Das Feedback der Auszubildenden war sehr gut, berichtet Abels. „Das sind ja alles junge Leute, die schon eine gute Vorbildung mitbringen. Spätestens ab der ersten Praxis-Einheit war allen klar: Das ist keine große Sache, das kann man lernen, und das nutzt mir wirklich was.“ Wie eindeutig man einige der reversiblen Ursachen im Ultraschall sehen kann, habe alle überzeugt, berichtet der Notarzt. „Sie waren restlos begeistert.“ Die kleinen Geräte zu bedienen, habe keinen aufgehalten, hat Müllerleile beobachtet; die Technik sei ja auch nicht so viel anders als bei einem Smartphone. „Überraschend war für uns am Ende eigentlich nur eins“, sagt er: „Wie genau unsere Leute nach nur einem Tag schon untersuchen konnten.“
Alle drei Kursleiter hatten sich zuvor lange und intensiv mit der Materie beschäftigt. Notarzt Abels arbeitet bei seinen Einsätzen regelmäßig mit Ultraschall: Das Notarzteinsatzfahrzeug des DRK-Kreisverbands Wolfach ist seit Jahren mit einem Ultraschallgerät ausgestattet, spendenfinanziert. Er findet, alles NEFs und auch alle Rettungswagen sollten so ausgerüstet werden. „Ohne fühle ich mich nackt. Es gibt so viele Einsätze, bei denen ich ohne Ultraschall blind wäre.“ Er hofft, dass das Freiburger Beispiel Schule macht, und will es weiter begleiten und unterstützen.
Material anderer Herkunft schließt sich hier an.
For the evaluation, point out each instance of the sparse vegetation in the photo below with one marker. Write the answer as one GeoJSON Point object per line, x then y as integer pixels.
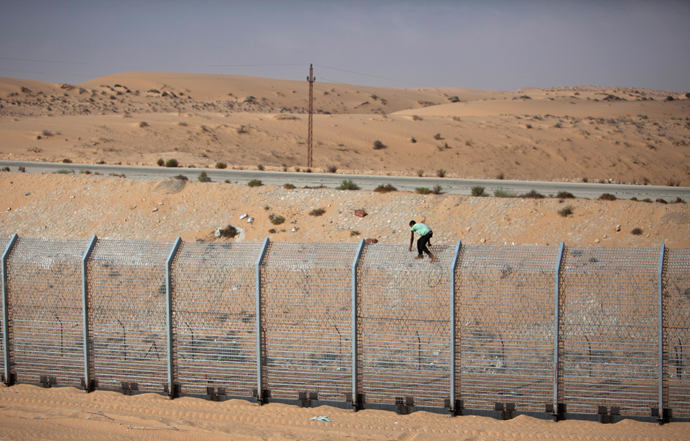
{"type": "Point", "coordinates": [501, 193]}
{"type": "Point", "coordinates": [378, 145]}
{"type": "Point", "coordinates": [566, 211]}
{"type": "Point", "coordinates": [385, 188]}
{"type": "Point", "coordinates": [478, 191]}
{"type": "Point", "coordinates": [607, 197]}
{"type": "Point", "coordinates": [564, 195]}
{"type": "Point", "coordinates": [203, 177]}
{"type": "Point", "coordinates": [348, 185]}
Die DRK-Dozenten Deichmüller und Müllerleile haben sich während ihres Studiums hineingekniet. Ihre Hausarbeit in Rettungswissenschaften schrieben sie über „Sinnhaftigkeit der Aufnahme von präklinischer Notfallsonographie in das Curriculum für Notfallsanitäter“. Mit eindeutigem Fazit: „Die sonografische Untersuchung kann das präklinische Management völlig verändern.“ Die Sonografie „dem ärztlichen Personal vorzubehalten, macht in unseren Augen keinen Sinn.“ Und weiter: Es würde Sinn ergeben, auch das nichtärztliche Personal auf primären Rettungsmitteln, also die Notfallsanitäter, in Notfallsonografie zu schulen. „So könnte die Notfallsonographie (…) vom Notfallsanitäter selbstständig durchgeführt oder vom Notarzt delegiert werden und diesen im Einsatz entlasten.“ Die beiden Autoren verweisen auf Schulungen, die eine fokussierte Untersuchung innerhalb kürzester Zeit erlernbar und anwendbar machen. „Diese sind schon seit längerer Zeit erprobt und liefern nachweislich ein hohes Maß an Praxissicherheit.“
Einen weiteren Vorteil haben die beiden Initiatoren fest eingeplant: Angehende Notfallsanitäter sollen auch Erfahrungen als Anleiter erwerben. Müllerleile und Deichmüller fänden es ideal, wenn Teilnehmer vom Vorjahr künftig bei diesem Sono-Projekt unterrichten, natürlich professionell begleitet. „Wer als Teilnehmer interessiert ist, sollte während des kommenden Jahres dranbleiben und kann im Folgejahr dann selbst die Neuen schulen“, erklärt Müllerleile sein Schneeballsystem. Es wurde bereits getestet: Schon diesmal gab es eine Schulung vor der Schulung, bei der Notarzt Abels einige zu Multiplikatoren ausgebildet hat, zu Tutoren, die dann während der „Hands On“-Phasen eine Kleingruppe angeleitet haben.
In einem Jahr könnte es also weitergehen. Schulleiter Rico Kuhnke wäre prinzipiell offen dafür, die Schulung zu einem festen Bestandteil der Ausbildung zu machen: "Wir als Schule sind gern vorne mit dabei, wenn sich fachlich Neues entwickelt. Und ich bin stolz, dass wir Dozenten haben, die Engagment zeigen und ein Thema voranbringen. Derzeit muss noch geklärt werden, ob Sonografie in der Notfallrettung flächendeckend eingesetzt wird. Wir beobachten diese Entwicklung genau. Wenn die Weichen gestellt werden, sind wir gut vorbereitet.